Police could not solve the murder straight away. The killer, who had abducted the two in Rachael’s car, drove the same car to New York, where it sat for a while before being ticketed, of all things. Detectives had not developed a motive, had not identified a suspect, and had not discovered a weapon, although they had recovered DNA evidence from the crime scene. In time, the DNA evidence would link the same killer to another open murder investigation in Northern Virginia; my friend, apparently, had been slain by a serial killer. Much time would pass between breaks in the case. Seventeen years after Warren and Rachael had been killed, police at last matched the DNA to a California inmate who’d been sentenced to that state’s Death Row for torturing and killing a 15 year old girl. He was extradited to Virginia, where, in 2007, he stood trial for the double-killing, a process that would become nearly as epic as the hunt to identify him in the first place. The initial trial, which I attended, resulted in a mistrial, after one juror ‘impeached’ his own verdict. (He changed his mind, that is, after he had willingly participated in declaring a unanimous guilty verdict.) A second trial would end in a capital murder conviction, but its sentence, a death sentence, would be washed out on a technicality. A third trial, which retried the penalty phase alone, concluded with the jury recommending a death sentence that the judge upheld. The killer was defended by the same law firm and the same team of lawyers who represented the infamous “D.C. Sniper.”

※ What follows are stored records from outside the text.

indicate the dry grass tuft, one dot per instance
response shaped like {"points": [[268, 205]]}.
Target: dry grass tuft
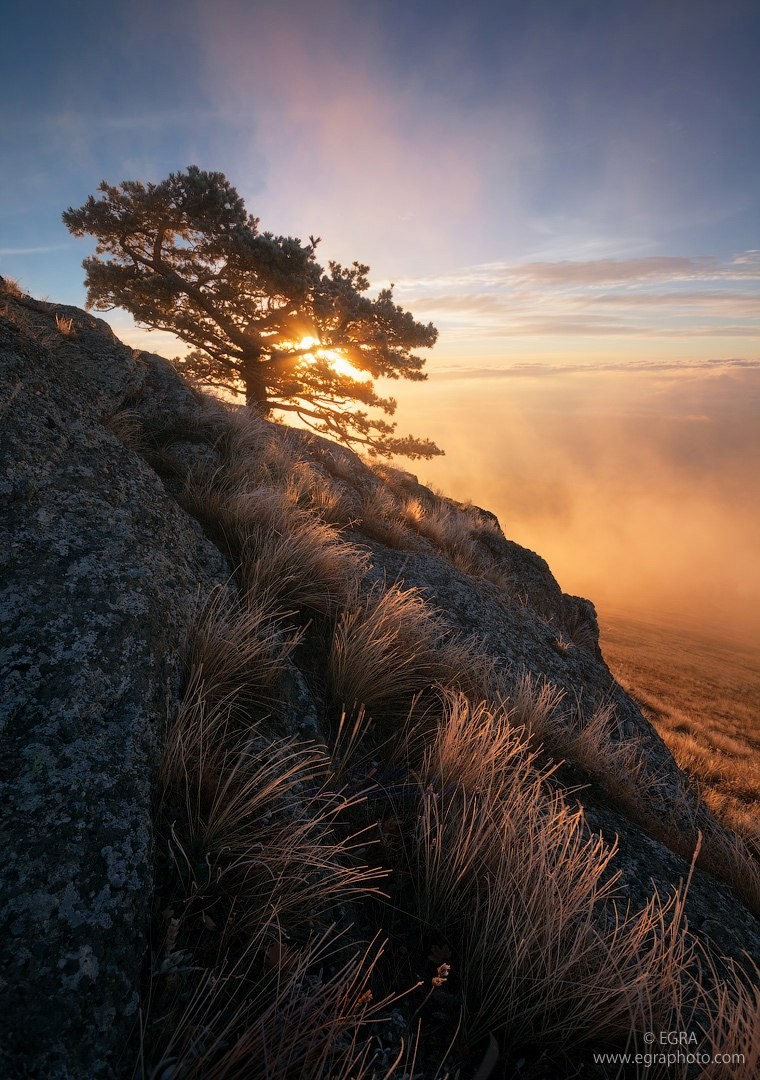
{"points": [[64, 324], [390, 646], [11, 286], [277, 1012], [238, 655], [506, 871]]}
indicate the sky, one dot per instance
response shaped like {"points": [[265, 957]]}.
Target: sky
{"points": [[569, 189]]}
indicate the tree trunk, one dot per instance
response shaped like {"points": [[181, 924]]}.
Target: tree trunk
{"points": [[255, 382]]}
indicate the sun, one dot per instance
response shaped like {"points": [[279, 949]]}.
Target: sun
{"points": [[339, 363]]}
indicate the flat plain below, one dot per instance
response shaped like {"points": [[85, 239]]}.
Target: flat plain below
{"points": [[703, 694]]}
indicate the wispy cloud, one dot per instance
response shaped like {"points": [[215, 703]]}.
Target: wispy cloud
{"points": [[541, 370], [657, 296]]}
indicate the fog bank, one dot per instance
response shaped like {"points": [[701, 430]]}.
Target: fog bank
{"points": [[640, 486]]}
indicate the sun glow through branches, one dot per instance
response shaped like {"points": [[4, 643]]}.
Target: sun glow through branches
{"points": [[340, 364]]}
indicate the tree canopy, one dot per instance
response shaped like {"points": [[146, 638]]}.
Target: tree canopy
{"points": [[263, 319]]}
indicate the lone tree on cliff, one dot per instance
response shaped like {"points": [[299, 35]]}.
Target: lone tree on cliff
{"points": [[262, 316]]}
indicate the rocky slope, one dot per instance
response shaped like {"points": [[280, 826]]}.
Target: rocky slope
{"points": [[106, 552]]}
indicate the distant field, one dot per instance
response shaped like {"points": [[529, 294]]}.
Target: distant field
{"points": [[703, 696]]}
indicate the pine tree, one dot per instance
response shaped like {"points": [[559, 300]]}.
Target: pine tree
{"points": [[263, 319]]}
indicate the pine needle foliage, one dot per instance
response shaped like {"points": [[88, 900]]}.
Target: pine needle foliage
{"points": [[263, 319]]}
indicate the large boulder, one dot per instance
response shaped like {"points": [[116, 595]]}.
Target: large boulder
{"points": [[99, 572]]}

I won’t comment on the crime, which was barbaric, and I won’t comment on the killer, who is suspected in other slayings beyond the four mentioned here, and I won’t comment on the sentence the killer received, (one he continues to appeal), and I don’t want to speak of the other victim, Rachael, as I didn’t know her very well. I’d like to say a few words about Warren, who’s had an influence on my life. To begin, he cared about poetry and he enjoyed writing. This spurred me to write, and what little I may have accomplished as a writer, in some way, doubles back to the pleasure that Warren took from poetic expression. I’ve published pieces about him in magazines and many of the same pieces can be found in my two books. Mostly, he wielded what I’ll call “A Formidable Wit.” He had a way of attacking you when you were moping. His practical jokes were estimable. I could tell you the midnight Atlantic City story, the woman who lost her bikini top story, the “what’s happening, dude?” story, the Taco Bell grande story, the stealing second base and what the umpire said story, the “well, there’s no other way to put it story, and among others, the goof off day story, during which, Warren needed dough and decided he would acquire these funds by marching into 7-11, spending $2 on a scratch-off lottery ticket, and winning, which he did, he won enough bread to fund an ensuing goof off night for the two of us. “I didn’t need a Plan B,” he said. “I was always going to win that money!” If you never met him, I wish you could have. He was my friend.